Cells are constantly responding and adapting to a wide range of internal and environmental signals. Post-translational modifications (PTMs) offer an efficient mechanism to regulate protein function within seconds to minutes. In recent years, significant advancements in quantitative mass spectrometry-based proteomics have revolutionized the systematic analysis of PTMs allowing the identification of thousands of PTM sites in a single study, with phosphorylation and acetylation among the most studied ones. However, the functional study of these PTMs and their regulation has been lagging behind due to methodological limitations. Recently my former colleagues and I developed an approach based on reverse genetics and chemical genomics to study the function of phosphorylation sites at scale in yeast (Viéitez C, Nature Biotech 2022). Now is the time to leverage this approach to address longstanding questions in the fields of cell signalling and chromatin: which PTM sites are functionally relevant and how are they regulated in a context-specific manner?

Our research group focuses on studying the functional significance of protein Post-Translational Modifications (PTMs) in the regulation of signalling and chromatin in yeast by combining cutting-edge high-throughput approaches and molecular biology techniques.

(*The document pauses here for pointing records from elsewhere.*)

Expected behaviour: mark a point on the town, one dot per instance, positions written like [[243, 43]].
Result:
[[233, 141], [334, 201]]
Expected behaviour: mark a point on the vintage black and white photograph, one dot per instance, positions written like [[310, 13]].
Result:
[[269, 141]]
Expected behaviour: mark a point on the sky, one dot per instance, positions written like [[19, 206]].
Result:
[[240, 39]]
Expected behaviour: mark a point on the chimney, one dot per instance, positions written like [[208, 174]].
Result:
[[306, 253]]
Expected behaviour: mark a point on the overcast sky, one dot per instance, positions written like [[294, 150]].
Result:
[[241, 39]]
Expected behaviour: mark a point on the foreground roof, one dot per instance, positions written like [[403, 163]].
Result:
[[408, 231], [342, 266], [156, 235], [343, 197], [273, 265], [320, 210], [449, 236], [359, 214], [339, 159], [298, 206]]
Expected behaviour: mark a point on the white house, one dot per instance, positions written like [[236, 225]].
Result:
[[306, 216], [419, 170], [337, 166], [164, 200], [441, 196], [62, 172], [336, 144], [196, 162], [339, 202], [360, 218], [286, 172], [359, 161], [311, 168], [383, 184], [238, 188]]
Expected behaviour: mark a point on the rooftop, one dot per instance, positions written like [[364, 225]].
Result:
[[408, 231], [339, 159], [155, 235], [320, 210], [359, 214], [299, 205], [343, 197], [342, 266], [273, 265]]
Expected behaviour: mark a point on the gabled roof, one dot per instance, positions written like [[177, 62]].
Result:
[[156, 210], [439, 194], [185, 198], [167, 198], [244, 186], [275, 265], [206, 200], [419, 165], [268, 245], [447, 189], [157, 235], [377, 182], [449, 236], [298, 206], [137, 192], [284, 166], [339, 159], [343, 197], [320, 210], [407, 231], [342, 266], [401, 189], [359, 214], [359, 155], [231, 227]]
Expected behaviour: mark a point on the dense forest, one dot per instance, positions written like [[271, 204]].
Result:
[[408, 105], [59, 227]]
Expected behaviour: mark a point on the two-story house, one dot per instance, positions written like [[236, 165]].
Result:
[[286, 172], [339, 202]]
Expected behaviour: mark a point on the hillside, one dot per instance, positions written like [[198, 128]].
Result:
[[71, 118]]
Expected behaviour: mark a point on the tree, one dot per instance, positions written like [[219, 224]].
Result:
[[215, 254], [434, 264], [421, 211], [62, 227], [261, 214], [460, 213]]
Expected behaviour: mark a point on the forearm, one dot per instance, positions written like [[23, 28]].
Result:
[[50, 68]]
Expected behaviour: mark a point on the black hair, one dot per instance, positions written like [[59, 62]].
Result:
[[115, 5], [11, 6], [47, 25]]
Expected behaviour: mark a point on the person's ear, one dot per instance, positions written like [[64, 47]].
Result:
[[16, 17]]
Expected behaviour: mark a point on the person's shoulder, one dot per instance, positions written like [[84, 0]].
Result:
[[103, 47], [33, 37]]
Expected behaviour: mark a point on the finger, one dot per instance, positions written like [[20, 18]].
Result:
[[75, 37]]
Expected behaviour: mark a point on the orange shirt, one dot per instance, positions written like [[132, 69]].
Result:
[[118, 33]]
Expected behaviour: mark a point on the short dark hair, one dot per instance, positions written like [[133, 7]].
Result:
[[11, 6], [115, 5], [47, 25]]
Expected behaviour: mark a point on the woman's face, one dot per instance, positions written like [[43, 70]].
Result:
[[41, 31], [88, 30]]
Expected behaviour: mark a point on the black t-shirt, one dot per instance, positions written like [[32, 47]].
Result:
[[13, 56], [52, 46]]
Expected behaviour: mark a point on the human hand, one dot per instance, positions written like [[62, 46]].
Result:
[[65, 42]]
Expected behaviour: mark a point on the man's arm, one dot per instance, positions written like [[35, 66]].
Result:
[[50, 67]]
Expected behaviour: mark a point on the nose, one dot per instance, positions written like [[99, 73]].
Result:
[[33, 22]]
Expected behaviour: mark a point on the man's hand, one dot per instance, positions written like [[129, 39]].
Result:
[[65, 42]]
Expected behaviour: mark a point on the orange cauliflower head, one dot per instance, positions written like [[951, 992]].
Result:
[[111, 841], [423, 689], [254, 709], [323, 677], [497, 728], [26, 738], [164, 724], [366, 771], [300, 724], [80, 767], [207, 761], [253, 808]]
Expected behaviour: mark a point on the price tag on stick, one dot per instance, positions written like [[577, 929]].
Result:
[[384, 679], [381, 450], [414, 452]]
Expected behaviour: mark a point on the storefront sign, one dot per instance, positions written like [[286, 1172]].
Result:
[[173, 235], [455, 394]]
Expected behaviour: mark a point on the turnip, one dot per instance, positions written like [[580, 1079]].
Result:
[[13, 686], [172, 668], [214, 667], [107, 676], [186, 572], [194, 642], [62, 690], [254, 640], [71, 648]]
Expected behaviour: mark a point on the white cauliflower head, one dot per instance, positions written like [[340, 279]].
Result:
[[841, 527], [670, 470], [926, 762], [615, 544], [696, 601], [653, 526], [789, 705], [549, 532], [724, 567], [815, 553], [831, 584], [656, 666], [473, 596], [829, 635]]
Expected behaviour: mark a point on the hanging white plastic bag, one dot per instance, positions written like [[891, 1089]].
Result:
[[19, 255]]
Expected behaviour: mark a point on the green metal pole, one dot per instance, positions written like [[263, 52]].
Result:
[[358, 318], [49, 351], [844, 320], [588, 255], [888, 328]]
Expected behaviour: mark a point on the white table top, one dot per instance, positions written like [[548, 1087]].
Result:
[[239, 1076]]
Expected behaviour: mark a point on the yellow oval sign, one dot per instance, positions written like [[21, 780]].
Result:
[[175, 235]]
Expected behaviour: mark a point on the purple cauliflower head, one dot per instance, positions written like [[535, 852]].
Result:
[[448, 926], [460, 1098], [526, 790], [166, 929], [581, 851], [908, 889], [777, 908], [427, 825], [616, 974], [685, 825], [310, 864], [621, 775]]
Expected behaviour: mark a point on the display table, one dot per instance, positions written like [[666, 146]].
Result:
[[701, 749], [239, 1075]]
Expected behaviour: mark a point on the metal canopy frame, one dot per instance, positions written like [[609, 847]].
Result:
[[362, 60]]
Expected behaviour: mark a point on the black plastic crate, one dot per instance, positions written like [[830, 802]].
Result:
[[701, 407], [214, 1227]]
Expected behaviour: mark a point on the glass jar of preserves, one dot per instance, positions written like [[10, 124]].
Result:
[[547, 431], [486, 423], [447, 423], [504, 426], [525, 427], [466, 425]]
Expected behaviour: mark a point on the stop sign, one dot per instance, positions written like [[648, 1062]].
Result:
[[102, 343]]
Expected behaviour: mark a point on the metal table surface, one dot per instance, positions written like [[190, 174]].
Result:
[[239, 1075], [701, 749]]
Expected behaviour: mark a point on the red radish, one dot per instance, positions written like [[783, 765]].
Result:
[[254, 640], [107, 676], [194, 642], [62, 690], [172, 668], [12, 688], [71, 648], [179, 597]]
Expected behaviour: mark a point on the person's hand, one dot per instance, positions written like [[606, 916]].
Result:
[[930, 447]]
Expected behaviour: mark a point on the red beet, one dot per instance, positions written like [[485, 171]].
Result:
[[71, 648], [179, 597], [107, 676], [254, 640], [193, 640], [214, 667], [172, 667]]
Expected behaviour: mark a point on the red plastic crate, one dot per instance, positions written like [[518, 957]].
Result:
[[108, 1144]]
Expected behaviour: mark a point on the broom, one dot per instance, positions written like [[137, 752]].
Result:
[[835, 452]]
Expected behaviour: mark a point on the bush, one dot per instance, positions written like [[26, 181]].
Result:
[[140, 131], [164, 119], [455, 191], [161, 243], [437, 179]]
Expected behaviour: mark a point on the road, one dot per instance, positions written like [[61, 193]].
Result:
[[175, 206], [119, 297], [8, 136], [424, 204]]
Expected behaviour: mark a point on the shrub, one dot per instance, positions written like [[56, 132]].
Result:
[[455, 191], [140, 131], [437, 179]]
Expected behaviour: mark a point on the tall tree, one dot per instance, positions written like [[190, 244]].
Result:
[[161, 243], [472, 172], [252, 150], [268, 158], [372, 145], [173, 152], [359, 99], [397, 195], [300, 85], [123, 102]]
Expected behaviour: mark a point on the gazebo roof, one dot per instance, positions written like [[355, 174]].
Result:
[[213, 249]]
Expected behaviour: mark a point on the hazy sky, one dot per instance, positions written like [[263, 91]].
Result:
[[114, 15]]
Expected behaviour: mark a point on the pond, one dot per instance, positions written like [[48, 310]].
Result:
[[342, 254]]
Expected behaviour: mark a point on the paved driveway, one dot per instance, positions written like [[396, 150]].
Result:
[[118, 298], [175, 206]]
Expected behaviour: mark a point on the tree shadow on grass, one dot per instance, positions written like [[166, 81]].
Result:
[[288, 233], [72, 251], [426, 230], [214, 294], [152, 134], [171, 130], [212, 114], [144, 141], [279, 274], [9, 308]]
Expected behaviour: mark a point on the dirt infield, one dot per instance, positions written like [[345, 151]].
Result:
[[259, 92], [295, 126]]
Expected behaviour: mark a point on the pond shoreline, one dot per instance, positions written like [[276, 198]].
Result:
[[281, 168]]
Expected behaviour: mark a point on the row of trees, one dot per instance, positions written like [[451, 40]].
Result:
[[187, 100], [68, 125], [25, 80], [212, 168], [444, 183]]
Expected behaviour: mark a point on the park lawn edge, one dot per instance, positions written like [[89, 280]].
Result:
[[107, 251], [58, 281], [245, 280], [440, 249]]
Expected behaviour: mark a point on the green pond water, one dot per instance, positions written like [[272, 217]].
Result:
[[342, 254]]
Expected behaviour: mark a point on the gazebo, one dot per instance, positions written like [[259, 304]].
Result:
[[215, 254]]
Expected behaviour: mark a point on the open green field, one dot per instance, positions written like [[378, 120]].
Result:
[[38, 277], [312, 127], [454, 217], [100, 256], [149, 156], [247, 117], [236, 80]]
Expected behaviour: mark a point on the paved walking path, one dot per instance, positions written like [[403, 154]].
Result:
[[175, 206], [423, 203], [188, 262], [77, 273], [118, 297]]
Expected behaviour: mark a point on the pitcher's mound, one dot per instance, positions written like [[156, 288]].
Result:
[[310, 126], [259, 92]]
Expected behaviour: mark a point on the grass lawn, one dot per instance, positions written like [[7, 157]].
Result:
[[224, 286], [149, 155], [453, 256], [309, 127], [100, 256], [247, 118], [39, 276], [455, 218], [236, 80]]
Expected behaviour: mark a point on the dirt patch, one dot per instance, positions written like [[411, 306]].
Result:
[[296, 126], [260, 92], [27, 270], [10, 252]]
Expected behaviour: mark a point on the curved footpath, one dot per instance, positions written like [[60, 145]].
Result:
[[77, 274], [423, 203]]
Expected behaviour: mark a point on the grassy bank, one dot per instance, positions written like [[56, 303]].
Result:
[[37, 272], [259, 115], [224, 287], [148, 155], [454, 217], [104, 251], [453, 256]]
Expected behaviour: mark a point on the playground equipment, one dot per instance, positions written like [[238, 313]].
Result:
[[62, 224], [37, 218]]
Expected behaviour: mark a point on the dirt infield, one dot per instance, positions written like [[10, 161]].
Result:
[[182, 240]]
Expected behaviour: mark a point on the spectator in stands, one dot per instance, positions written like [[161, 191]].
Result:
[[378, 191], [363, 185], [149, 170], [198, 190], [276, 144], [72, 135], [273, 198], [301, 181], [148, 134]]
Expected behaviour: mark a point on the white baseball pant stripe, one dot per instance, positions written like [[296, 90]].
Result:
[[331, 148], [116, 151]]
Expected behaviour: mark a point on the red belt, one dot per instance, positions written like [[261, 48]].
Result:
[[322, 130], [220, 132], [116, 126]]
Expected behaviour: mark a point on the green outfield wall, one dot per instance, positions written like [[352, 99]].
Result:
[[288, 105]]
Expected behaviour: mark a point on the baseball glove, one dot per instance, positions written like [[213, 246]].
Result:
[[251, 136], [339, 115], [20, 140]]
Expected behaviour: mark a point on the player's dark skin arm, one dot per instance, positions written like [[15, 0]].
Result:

Figure 1. Signal transmission from the membrane to the nucleus through signalling cascades by the quick and regulated action of protein PTMs.

How we do it

Recently my former colleagues and I developed an approach based on reverse genetics and chemical genomics to study the function of phosphorylation sites at scale in yeast (Viéitez C, Nature Biotech 2022). This was for the first time proof of the pervasive functional importance of phosphorylation on protein function. Now, in my group, by expanding our method and in combination with other cutting-edge high-throughput approaches, we aim to functionally study the role of PTMs in the regulation of chromatin functions using S. cerevisiae as a model organism. For biologically relevant candidates, mechanistic work will follow using molecular biology and biochemistry techniques.

Figure 2. Eschematic representation of a high-throughput phenotypic screen based on reverse genetics and chemical genomics.